Python and Pandas have a multitude of methods that make it easier to work with dates. In this workshop can be useful those that allow us to obtain certain fragments of a date (hour of day, the day of the week, etc.) https://docs.python.org/3/library/datetime.html. An effective way to apply a change to an entire column is with a syntax like `df.date.dt.hour`, which allows us to get the hour of the dates in the column `date`

In [None]:
# Write your code here

# Data Analytics

Once we know about the data that we are using and have cleaned it, we need to ask what kind of useful information we can extract from those data. It is a good idea to make a kind of brainstorming of possible questions, then take the list of resulting questions and sort them by their difficulty, and finally begin to answer them starting with the easiest ones. For this session, that process has already been done for you, and the questions are already sorted by difficulty. In some cases, the answer to a question can be obtained from a graphic, so use them to your advantage.

Those questions are grouped into 10 blocks. All questions in a block can be solved using the same strategy; e.g., to answer "What was the maximum number of packages transported in a train?" or "What was the minimum number of packages transported in a train?", we will make the same process, but changing the function that we apply to the data. Your task is to answer at least one question in each block. At the end of the workshop session, you will fill out a Moodle questionnaire with 10 questions, one for each block.

## Block 1
- How many records (rows) are there in the dataset?
- How many columns are there in the dataset?

In [6]:
df.drop_duplicates()
num_filas = len(df)  # Calcula el número de filas en el DataFrame
print("Número de filas:", num_filas)  # Imprime el número de filas

num_col = len(df.columns)
print("Número columnas: ", num_col)


Número de filas: 6731
Número columnas:  8


## Block 2
- How many trains are there in the dataset?
- How many stations are there in the dataset?
- How many trips are there in the dataset?

In [8]:
num_trenes_distintos = df['train_id'].nunique()
print("Número de trenes distintos en el dataset:", num_trenes_distintos)
num_estaciones_distintas = df['station_id'].nunique()
print("Número de estaciones distintas en el dataset:", num_estaciones_distintas)
num_trips_distintos = df['trip_id'].nunique()
print("Número de viajes (trips) distintos en el dataset:", num_trips_distintos)
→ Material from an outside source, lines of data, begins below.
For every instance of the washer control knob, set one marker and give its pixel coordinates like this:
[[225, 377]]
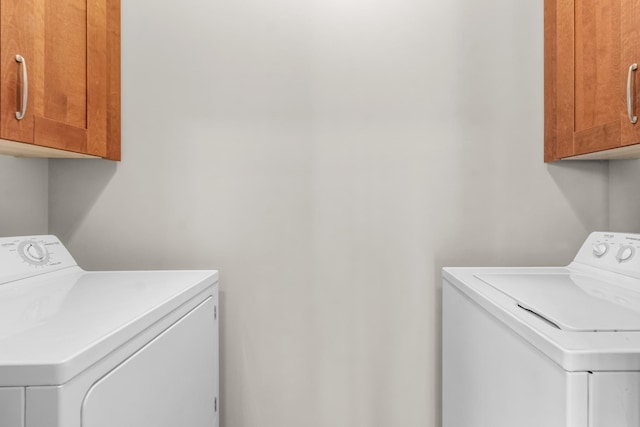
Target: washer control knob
[[36, 252], [599, 249], [625, 253], [33, 252]]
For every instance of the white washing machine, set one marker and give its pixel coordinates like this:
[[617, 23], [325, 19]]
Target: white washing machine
[[98, 349], [546, 346]]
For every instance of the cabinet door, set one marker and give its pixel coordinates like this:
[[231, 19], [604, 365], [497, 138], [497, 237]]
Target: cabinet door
[[630, 31], [599, 90], [589, 47], [72, 53], [18, 30]]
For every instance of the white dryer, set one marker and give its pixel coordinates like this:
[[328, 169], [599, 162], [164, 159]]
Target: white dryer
[[98, 349], [545, 346]]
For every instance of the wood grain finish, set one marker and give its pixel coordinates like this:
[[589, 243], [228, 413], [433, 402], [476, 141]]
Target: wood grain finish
[[589, 45], [559, 79], [630, 31], [597, 63], [50, 133], [113, 89], [17, 36], [73, 49], [65, 62]]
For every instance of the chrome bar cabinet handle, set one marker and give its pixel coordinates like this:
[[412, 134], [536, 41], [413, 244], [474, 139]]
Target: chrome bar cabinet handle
[[25, 88], [633, 119]]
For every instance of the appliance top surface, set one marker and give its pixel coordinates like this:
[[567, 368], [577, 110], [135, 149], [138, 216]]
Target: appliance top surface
[[573, 301], [585, 316], [56, 323]]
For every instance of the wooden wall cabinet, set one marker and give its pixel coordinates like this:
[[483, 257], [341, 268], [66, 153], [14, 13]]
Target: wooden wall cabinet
[[590, 46], [71, 51]]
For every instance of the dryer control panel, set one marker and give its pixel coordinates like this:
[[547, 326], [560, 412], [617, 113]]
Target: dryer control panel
[[617, 252], [26, 256]]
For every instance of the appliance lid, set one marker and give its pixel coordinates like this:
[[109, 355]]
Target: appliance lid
[[55, 325], [573, 301]]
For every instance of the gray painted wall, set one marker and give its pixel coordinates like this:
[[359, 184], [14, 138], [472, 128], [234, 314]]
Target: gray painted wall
[[624, 204], [329, 157], [24, 186]]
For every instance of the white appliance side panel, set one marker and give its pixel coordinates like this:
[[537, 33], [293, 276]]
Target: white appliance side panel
[[492, 377], [614, 399], [134, 395], [12, 407]]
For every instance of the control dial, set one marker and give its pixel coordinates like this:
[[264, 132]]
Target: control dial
[[33, 252], [625, 253], [599, 249]]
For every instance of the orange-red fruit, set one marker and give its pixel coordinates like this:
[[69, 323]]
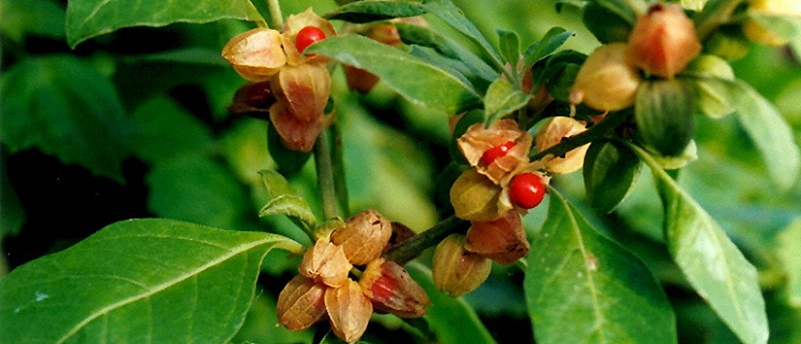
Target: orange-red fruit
[[364, 236], [526, 190], [349, 311], [301, 303], [325, 263], [457, 271], [391, 289], [503, 240], [308, 36], [663, 41]]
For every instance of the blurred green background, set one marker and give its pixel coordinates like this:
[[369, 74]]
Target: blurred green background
[[135, 124]]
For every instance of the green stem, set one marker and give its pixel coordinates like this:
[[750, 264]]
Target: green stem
[[275, 14], [325, 176], [612, 121], [411, 247]]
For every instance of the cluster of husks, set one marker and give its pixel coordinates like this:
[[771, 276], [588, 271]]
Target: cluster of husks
[[300, 84], [662, 43], [324, 287]]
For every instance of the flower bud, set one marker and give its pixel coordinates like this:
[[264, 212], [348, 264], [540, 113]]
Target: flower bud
[[295, 134], [256, 54], [325, 263], [478, 140], [349, 311], [606, 81], [663, 41], [301, 303], [304, 89], [457, 271], [553, 132], [364, 236], [476, 198], [502, 240], [391, 289]]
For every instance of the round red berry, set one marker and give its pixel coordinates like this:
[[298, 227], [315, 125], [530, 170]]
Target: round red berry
[[526, 190], [496, 152], [308, 36]]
Número de trenes distintos en el dataset: 3
Número de estaciones distintas en el dataset: 7
Número de viajes (trips) distintos en el dataset: 309


## Block 3
- How many packages were transported in total?
- What was the maximum number of packages transported in any single train?
- What was the minimum number of packages transported in any single train?
- What was the average number of packages transported in any single train?

In [12]:
df_sin_duplicados = df.drop_duplicates(subset='trip_id')
df_sin_duplicados['cargo'].sum()


0

## Block 4
- Which train transported the most packages?
- Which train transported the fewest packages?
- Which train made the most trips?
- Which train made the fewest trips?

In [None]:
# Write your code here

## Block 5
- How many trips were made (started) in January?
- How many trips were made (started) on Mondays?

In [None]:
# Write your code here

## Block 6
- How long did the shortest trip last?
- How long did the longest trip last?
- What is the average trip duration?

In [None]:
# Write your code here

## Block 7
- Which is the fastest train?
- Which is the slowest train?

In [None]:
# Write your code here

## Block 8
- How many packages, in total, were received at station X?
- What was the average number of packages received in one delivery at station X?
- What was the maximum number of packages received in one delivery at station X?
- What was the minimum number of packages received in one delivery at station X?

In [None]:
# Write your code here

## Block 9
- What is the average time to load a package on a train?
- What is the average time to unload a package from a train?

In [None]:
# Write your code here

## Block 10
- What was the average duration of a trip from station X to station Y?
- What was the maximum duration of a trip from station X to station Y?
- What was the minimum duration of a trip from station X to station Y?

In [None]:
# Write your code here